Published December 04, 2008
This is the first of three stories that look at the case of Clarence Aaron, a one-time college student whose involvement in a 1993 cocaine deal got him three life sentences in federal prison.
Three life sentences, without parole.
That's how long Calvin Smith — part of the notorious Murder Inc. drug gang which terrorized Washington, D.C., in the 1990s — will be in jail for the cold-blooded murder of three people and for dealing drugs.
It's how long Erick John Llorance will be in jail for three holiday-season armed robberies and a shooting in Houston in 2007.
It's how long high school shooter Michael Carneal will be in jail for murdering three girls and injuring five other students while they were standing with their youth prayer group outside Heath High School in Kentucky in 1997.
Three life sentences, without parole, is also how long Clarence Aaron will be in jail — because he introduced two drug dealers, so that one could buy cocaine from the other.
It happened in 1993, when Aaron was 23 and a junior at Southern University in Baton Rouge, La.
Aaron grew up in Mobile, Ala., where several of his high school acquaintances ran a drug ring. His grandfather, who had been paying to support him in school, had recently passed away when his high school football teammate, a drug dealer named Robert Hines, approached Aaron and asked if he knew where his boss, Marion Teano Watts, could score cocaine.
Aaron introduced them to a dealer in Louisiana, Gary Chisholm, who sold them 9 kilos of cocaine. A later attempt to buy 15 kilos was thwarted when the money was stolen.
Aaron got $1,500 for introducing the dealers.
In January 1993, after discovering that his apartment in Baton Rouge had been searched by the FBI, Aaron turned himself in and was charged with conspiracy to possess a controlled substance with the intent to distribute, possession of a controlled substance with the intent to distribute, and attempt to possess a controlled substance with intent to distribute.
He was released on bond and passed random drug tests for almost eight months.
He went on trial in August and was convicted on the three charges — possession, conspiracy and attempted possession — with the intent to distribute 24 kilos of crack cocaine.
That was 15 years ago, when Aaron was 24. He has been in prison ever since. He's 39 years old now, and he will die in prison.
Aaron's five co-conspirators, including the drug ring's kingpin, Watts, were arrested before him and cut deals with federal prosecutors to testify against Aaron in exchange for reduced sentences.
"The entire testimony was based upon what is commonly called 'snitches' or cooperating individuals — people that have been arrested and prosecuted for drug crimes who were seeking to have their sentences reduced by cooperating," said lawyer Dennis Knizley, who defended Aaron at his trial in 1993.
"They were contending that Clarence was involved in drugs with them," Knizley said. "The biggest problem in using cooperating individuals is that, one, they have a strained motive to not be totally honest on the witness stand. Second, it is simply their words."
There was no physical evidence, no drugs, presented at Aaron's trial.

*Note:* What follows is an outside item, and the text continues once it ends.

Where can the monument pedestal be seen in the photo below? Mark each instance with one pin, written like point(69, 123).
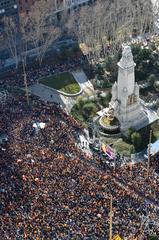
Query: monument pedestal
point(125, 95)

Watts, who testified he was "a major crack cocaine distributor" who had made more than a million dollars dealing drugs and had six people working for him, was sentenced to 14 years in exchange for his cooperation.
He served seven years and 10 months and was released on April 28, 2000.
Robert Hines, Aaron's childhood friend who asked him to set up the deal, got 10 years, but he served only four years and four months. Two others served less than five years.
Gary Chisholm, the Baton Rouge dealer, was also sentenced to life, but his sentence was reduced to 24 years, 4 months. His release is expected on April 25, 2014.
Aaron won't be released.
"Aaron was the lowest man on the totem pole and he got the worst sentence," said David Borden, executive director of Stop the Drug War, a Washington-based group that has pushed for Aaron's release.
On average, Aaron's co-conspirators, career drug dealers who knew better how to work the system, will spend about eight years in prison.
But Clarence Aaron, once a high school and college football player, a church-going member of the Masons, will grow old and die behind bars.
The system "does not function truly on facts and does not rank the level of the severity of criminal involvement top to bottom [when dealing] with people," Borden said. "Their sentences present priorities not equal to the moral truth of the situation."
Aaron's attempts to get out of prison have all been unsuccessful.
Congress passed a "safety valve" one year after Aaron was sentenced that exempted first-time non-violent offenders from being punished according to mandatory sentencing guidelines. The law was not retroactive.
His 1996 appeal failed, as have several bids to have his sentence reduced.
His only hope now is that a president will commute his sentence.
Aaron petitioned President Bush for clemency, asking him to commute his sentence and set him free. If Bush decides to do so, Aaron will have served 15 years, more than double that of the Mobile crack ring's kingpin.
For now, Aaron sits waiting in a high-security Florida federal penitentiary, hoping for the best.